After no more than three minutes, she said, "Well, his eyes are perfect" and gave me this look like, "So...why did you bring him in again?"

I beamed. Avram burped. And he got some really slick shades to wear home.

So, Avram's eyes are perfect, and he doesn't need any follow-ups with the ophthalmologist. The Lord is good. One specialty-doctor down, 4 to go. I feel like someone took a big ol' rock out of this load I can't seem to get off my back. We're a little bit lighter today.

the little dude

Friday, September 10, 2010

{job descriptions}

When Avram cries--I mean, really cries--he looks exactly like one of those Hawaiian tiki statues. The resemblance is uncanny. This makes it incredibly hard not to laugh when he's balling his eyes out, which I'm sure would automatically disqualify me from winning Mother of the Year any time soon.

During the school year, Team Beer has a pretty solid daily routine. When J comes home from work, I'm on Dinner Duty and he is in charge of Baby Bath & Bed Time. He frequently challenges my firm rule of bathing Ave everyday, basing his case on the fact that he only washes his hair every other day, so a baby couldn't possibly need bathed more frequently than that. I remind him that if he threw up green beans all over his face and pooped his pants multiple times a day, he would also require a nightly hosing off. We debate this frequently.

Feeding the little man solids has been a real treat. He is just completely surrendered to abandon when he's eating. He lets banana juice freely roll down his face and into his neck-fat creases, like how I imagine Grampa Joad planned to when he finally arrived in the land of milk and honey.

I am still learning, day by day, to let go of all these fears I keep hidden in the secret parts of me, holding me back from living in the moment and allowing me to be content. Especially when I watch Avram laugh. He just started to giggle this week: in a low, Woody the Woodpecker kind of way. He smiles when I wake him up from his naps, smiles while eating peas, smiles after filling his diaper, laughs when water splashes his face in the tub. I am reminded a thousand times a day to have not just the faith of a child, but the joy of a child. To let the juices roll freely down my face, to let the water get in my eyes. I am reminded that joy is not dependent on my circumstances. I am reminded that it is not my job to worry; it is my job to love.

So love, I will do.

Wednesday, September 8, 2010

{the start of september}

Things are going wonderfully.

Ave has started smiling up a storm. I was getting a little anxious that he wasn't smiling in response to our actions or voices yet, and then, out of nowhere, BOOM: smiling baby.

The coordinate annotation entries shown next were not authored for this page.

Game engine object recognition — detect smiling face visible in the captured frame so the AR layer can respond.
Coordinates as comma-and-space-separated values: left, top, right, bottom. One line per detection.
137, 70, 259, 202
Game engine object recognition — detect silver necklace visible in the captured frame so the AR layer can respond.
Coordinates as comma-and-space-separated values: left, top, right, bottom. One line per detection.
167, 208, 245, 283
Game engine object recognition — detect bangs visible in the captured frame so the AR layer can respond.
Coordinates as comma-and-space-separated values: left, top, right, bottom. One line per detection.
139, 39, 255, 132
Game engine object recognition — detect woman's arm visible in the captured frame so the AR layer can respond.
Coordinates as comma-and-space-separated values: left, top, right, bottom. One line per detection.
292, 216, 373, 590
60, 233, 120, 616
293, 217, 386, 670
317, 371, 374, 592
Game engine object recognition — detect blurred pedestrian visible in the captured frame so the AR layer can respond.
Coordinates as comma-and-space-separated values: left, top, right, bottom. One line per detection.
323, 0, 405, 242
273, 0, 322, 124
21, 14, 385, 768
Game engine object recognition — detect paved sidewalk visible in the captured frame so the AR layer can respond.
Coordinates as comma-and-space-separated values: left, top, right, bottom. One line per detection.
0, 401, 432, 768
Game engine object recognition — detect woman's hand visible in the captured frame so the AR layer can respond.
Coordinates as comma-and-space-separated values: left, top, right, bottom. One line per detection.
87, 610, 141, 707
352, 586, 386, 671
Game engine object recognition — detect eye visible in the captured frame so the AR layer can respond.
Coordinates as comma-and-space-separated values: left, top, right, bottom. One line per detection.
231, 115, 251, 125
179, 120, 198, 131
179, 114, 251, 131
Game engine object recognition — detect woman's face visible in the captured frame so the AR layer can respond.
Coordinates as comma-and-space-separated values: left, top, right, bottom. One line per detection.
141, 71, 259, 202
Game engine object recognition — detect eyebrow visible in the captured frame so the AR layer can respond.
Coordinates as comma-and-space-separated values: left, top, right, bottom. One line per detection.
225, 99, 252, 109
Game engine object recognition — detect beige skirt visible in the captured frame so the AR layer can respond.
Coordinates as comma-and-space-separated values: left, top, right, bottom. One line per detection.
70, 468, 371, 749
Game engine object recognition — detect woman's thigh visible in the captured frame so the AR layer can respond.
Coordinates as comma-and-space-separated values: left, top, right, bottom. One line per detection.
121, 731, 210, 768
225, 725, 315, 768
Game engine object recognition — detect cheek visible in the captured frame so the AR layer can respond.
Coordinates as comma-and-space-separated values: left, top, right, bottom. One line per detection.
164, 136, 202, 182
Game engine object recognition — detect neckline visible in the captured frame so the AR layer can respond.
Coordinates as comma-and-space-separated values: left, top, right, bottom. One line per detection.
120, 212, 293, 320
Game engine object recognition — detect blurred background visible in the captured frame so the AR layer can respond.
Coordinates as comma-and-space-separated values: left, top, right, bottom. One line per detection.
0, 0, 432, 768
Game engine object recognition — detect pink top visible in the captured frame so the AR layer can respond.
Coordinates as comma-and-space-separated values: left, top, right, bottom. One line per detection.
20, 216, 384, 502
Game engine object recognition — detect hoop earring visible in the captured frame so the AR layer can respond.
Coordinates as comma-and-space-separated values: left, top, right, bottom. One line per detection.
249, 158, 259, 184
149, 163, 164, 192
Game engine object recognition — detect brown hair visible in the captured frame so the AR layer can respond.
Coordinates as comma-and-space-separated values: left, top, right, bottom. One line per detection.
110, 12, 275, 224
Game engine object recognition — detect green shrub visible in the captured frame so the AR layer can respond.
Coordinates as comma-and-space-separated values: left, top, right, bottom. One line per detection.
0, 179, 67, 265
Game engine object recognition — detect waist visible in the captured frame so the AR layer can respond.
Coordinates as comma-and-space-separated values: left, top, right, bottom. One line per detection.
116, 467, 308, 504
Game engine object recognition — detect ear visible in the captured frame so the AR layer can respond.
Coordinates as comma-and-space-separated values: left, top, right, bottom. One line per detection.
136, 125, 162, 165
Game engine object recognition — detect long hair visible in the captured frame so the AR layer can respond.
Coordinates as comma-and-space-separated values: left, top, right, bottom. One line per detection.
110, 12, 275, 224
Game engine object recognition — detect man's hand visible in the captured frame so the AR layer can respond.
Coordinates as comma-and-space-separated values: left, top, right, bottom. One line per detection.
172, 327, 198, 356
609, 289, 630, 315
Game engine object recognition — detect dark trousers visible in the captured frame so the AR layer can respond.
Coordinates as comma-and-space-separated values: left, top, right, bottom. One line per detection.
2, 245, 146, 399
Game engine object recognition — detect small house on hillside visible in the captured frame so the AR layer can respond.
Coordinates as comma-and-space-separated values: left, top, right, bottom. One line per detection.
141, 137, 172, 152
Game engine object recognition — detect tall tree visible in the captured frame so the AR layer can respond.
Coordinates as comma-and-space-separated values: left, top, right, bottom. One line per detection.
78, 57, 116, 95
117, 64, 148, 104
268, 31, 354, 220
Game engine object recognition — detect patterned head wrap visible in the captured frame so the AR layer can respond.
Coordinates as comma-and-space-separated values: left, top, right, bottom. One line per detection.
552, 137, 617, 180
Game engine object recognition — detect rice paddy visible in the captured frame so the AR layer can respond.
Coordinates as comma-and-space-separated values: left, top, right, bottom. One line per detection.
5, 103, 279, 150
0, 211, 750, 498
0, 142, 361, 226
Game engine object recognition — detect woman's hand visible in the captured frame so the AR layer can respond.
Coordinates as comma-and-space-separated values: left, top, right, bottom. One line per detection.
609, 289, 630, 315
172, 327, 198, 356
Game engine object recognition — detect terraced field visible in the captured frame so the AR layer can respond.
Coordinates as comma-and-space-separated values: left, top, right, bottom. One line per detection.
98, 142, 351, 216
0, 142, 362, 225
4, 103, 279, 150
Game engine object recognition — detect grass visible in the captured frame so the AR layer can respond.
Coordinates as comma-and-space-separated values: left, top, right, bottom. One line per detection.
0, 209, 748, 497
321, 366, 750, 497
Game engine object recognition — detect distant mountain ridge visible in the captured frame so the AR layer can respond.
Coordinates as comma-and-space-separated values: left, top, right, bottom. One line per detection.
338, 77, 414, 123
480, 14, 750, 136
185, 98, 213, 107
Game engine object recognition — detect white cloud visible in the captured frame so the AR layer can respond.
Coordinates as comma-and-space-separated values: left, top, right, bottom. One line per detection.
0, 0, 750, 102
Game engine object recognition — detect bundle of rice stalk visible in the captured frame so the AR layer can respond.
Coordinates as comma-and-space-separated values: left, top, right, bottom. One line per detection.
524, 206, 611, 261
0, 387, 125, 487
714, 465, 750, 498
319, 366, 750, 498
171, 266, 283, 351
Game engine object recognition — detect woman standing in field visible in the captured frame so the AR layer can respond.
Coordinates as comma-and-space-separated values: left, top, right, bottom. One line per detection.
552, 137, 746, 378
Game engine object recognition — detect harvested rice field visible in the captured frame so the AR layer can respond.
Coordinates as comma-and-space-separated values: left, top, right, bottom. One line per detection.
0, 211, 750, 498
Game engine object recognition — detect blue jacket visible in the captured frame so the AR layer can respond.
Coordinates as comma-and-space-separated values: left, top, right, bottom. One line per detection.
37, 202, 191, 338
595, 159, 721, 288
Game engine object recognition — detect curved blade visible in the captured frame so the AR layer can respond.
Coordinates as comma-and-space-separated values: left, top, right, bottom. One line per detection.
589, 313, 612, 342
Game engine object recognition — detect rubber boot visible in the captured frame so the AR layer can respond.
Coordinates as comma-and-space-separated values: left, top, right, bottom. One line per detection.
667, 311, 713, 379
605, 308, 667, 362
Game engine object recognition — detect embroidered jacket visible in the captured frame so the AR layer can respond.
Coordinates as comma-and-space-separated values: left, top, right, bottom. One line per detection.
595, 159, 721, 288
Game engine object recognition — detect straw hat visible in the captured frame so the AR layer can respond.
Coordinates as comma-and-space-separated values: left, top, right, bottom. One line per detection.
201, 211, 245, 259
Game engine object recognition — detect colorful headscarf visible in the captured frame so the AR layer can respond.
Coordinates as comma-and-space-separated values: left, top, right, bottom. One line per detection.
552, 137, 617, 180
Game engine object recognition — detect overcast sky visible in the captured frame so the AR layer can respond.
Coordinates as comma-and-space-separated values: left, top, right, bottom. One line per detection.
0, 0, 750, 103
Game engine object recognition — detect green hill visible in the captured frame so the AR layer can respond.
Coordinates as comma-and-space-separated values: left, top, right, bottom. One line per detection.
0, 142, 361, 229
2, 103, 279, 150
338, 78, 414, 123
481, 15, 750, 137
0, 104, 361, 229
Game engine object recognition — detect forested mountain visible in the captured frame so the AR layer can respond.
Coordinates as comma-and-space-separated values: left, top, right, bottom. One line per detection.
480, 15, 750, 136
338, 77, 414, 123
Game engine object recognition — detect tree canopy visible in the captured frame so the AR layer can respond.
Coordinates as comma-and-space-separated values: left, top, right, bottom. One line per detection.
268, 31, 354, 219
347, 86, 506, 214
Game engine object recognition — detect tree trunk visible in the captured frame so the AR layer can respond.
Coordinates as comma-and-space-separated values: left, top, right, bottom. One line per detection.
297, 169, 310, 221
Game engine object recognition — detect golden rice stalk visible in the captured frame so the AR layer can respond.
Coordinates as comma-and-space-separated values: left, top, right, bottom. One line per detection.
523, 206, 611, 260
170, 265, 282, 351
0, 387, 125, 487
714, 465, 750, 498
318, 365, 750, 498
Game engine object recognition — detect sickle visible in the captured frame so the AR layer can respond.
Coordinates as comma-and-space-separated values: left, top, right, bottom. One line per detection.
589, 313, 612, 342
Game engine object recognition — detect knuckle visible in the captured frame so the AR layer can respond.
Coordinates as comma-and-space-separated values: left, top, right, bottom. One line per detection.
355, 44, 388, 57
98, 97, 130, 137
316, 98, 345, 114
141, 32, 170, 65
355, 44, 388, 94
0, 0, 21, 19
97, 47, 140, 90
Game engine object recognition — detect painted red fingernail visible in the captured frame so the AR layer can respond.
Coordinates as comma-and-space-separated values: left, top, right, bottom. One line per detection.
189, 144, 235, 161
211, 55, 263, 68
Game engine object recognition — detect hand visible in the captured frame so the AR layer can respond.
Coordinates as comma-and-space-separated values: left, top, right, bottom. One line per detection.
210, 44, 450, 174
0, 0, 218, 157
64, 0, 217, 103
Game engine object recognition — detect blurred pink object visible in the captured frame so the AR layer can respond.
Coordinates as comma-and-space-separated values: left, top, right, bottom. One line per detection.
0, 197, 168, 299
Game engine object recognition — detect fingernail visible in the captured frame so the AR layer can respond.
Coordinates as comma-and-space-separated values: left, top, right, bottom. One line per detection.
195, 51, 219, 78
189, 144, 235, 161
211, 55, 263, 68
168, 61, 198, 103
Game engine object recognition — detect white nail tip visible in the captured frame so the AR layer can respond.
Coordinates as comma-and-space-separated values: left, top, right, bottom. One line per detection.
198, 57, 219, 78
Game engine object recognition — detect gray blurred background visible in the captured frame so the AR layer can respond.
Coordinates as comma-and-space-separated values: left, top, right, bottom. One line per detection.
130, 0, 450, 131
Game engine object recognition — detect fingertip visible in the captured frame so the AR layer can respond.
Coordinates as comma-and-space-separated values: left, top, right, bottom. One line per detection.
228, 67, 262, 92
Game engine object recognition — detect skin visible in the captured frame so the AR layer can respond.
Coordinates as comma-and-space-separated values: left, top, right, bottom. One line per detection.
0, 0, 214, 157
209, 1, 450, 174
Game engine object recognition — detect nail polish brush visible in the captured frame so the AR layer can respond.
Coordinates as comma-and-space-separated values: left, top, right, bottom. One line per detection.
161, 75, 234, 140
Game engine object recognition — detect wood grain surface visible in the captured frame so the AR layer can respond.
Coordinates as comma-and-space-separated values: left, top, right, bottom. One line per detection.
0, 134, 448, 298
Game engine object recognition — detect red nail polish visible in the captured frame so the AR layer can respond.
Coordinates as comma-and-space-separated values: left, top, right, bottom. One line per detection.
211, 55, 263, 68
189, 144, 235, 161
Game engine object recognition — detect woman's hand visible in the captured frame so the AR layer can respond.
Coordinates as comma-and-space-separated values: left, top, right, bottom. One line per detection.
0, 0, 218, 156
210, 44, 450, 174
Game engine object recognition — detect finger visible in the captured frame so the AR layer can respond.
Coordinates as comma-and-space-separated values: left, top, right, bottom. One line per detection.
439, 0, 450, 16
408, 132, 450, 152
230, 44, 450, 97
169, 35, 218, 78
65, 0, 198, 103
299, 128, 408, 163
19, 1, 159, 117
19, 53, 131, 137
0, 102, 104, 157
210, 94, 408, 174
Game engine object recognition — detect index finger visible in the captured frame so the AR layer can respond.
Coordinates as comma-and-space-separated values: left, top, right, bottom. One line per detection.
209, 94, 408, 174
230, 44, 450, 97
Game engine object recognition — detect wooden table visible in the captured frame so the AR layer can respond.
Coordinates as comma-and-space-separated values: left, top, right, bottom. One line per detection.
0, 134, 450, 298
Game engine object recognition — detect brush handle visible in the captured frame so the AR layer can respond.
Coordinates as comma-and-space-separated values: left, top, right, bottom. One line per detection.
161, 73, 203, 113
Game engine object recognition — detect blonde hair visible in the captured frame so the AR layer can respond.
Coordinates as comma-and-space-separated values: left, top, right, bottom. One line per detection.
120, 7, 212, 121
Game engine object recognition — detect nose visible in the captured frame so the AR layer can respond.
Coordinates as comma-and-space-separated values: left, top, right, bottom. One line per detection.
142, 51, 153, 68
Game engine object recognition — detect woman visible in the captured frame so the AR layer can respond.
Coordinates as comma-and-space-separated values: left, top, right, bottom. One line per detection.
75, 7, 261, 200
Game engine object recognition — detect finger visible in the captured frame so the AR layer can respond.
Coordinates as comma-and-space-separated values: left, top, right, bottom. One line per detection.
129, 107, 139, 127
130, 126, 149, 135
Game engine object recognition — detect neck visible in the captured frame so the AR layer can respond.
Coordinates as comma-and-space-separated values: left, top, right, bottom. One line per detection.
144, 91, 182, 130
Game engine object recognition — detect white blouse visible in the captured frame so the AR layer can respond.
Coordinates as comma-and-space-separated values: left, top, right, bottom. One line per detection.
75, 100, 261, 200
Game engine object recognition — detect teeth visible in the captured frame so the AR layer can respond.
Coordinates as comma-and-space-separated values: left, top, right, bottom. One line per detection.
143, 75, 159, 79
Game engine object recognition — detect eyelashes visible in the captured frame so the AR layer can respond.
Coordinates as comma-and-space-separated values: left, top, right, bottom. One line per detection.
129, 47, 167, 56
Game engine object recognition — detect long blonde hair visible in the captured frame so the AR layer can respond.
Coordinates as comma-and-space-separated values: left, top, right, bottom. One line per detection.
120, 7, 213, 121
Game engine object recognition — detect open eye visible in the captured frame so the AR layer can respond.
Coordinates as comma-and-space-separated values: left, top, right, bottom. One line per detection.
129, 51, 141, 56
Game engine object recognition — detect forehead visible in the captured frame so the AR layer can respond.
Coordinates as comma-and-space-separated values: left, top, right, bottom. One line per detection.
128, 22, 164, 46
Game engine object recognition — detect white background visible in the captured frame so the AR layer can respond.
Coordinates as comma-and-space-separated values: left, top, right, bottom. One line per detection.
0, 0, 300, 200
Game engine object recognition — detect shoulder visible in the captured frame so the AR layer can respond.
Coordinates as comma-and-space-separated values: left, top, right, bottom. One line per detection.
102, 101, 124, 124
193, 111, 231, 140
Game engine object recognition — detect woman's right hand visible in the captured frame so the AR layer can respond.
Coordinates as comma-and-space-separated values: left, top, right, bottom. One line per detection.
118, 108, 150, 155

Smiling can indicate that a baby is able to socialize, is aware of their surroundings, can organize their it's a big deal, people.

What kills me is that he has been waking up closer to 7am instead of 8:30am (which has been his normal call-time the last two weeks), when I am definitely still in my Morning Mummy Mommy state. Physical therapy has made his core a lot stronger, which in turn has strengthened his diaphragm and turned his little lamb voice into this booming, grunting, growling voice. So come 7am, I hear him start barking, "BAH. BAH. Wuhhh. BAH." I stumble in, dazed and dreamy, slightly annoyed that he's up so early, and the little stinker is just lying there, smiling up at me and waving his Bunny Buddy around. Absolutely kills me. He's so dreamy.

We have also started solid foods the last couple of weeks. Well, I'm not really sure why they call pureed food "solid," but whatevs. Ave, as always, lets us know what he likes and does not like. When he likes a certain food (i.e. BANANAS), he bounces up and down in between bites and gurgles "Ba. Ba. Ba. Ba." When he is not particularly fond of something (i.e. broccoli, potatoes) he either spits it right back out or just sits there with the food on his tongue, mouth open, like he's saying, "Lady, get this crap out of my mouth. On the double."